Common Core Standards
R1, 3, 6, 11/ W1-4, 10-11/ SL 1, 4, 6/ L1-3

Instructions
One of the best ways for students to get “into” a character’s mind is to envision how a character would use social media. This always captures students’ attention because they themselves use social media in their everyday lives. The activities that follow can be used either as simple activities or as more involved project presentations.

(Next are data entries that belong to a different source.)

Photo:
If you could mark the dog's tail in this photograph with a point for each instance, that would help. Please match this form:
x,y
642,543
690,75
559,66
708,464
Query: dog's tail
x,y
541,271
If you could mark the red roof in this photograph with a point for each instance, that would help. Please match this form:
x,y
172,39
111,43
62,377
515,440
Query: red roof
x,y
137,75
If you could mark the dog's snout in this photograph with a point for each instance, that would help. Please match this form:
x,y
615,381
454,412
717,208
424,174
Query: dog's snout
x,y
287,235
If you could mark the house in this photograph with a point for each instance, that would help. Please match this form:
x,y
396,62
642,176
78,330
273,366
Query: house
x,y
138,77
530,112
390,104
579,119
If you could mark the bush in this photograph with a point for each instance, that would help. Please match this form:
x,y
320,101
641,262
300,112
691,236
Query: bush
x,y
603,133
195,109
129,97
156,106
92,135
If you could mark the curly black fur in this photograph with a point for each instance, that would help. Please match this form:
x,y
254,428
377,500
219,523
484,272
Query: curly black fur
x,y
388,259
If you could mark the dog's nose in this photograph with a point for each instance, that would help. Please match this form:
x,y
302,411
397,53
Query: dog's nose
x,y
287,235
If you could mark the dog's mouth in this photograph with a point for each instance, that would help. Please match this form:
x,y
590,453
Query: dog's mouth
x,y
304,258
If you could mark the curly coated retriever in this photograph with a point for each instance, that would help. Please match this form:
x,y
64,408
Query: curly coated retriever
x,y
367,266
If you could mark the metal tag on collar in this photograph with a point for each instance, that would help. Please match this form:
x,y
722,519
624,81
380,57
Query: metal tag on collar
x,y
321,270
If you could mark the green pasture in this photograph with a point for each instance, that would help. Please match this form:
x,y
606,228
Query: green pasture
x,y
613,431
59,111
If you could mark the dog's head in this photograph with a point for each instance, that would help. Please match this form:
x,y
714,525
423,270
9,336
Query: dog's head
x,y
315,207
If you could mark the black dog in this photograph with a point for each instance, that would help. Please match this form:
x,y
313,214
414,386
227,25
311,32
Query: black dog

Depending upon your school’s technology (and whether or not these social media sites are blocked), you might even be able to have students design real accounts for a character and then share them with the class. You could even give the following handouts to groups as brainstorming and planning tools to use in class to brainstorm ideas for creating social media pages outside of class. This is particularly useful for me because we do not have computers at my school for students to use, so I have them plan out their social media pages in class and then assign students to create the “real” pages outside of class. They then bring in “screen shots” of each page to share with their peers and submit for a grade (due to the fact that all social media sites are blocked at my school).

However, if your school has computers and these sites are not blocked, groups could even present their social media to the class and explain the rationale behind their posts, photos, comments, etc.

The following handouts include forms modeled after such social media sites as:

Twitter
Facebook
Instagram

While these handouts are not exact replicas of these social media sites, they do capture the essence of how they are laid out, and students will understand how to fill them out based upon their own use of social media. A reflection guide follows each social media activity that asks students to explain their rationales behind the character’s posts/ pics/ page.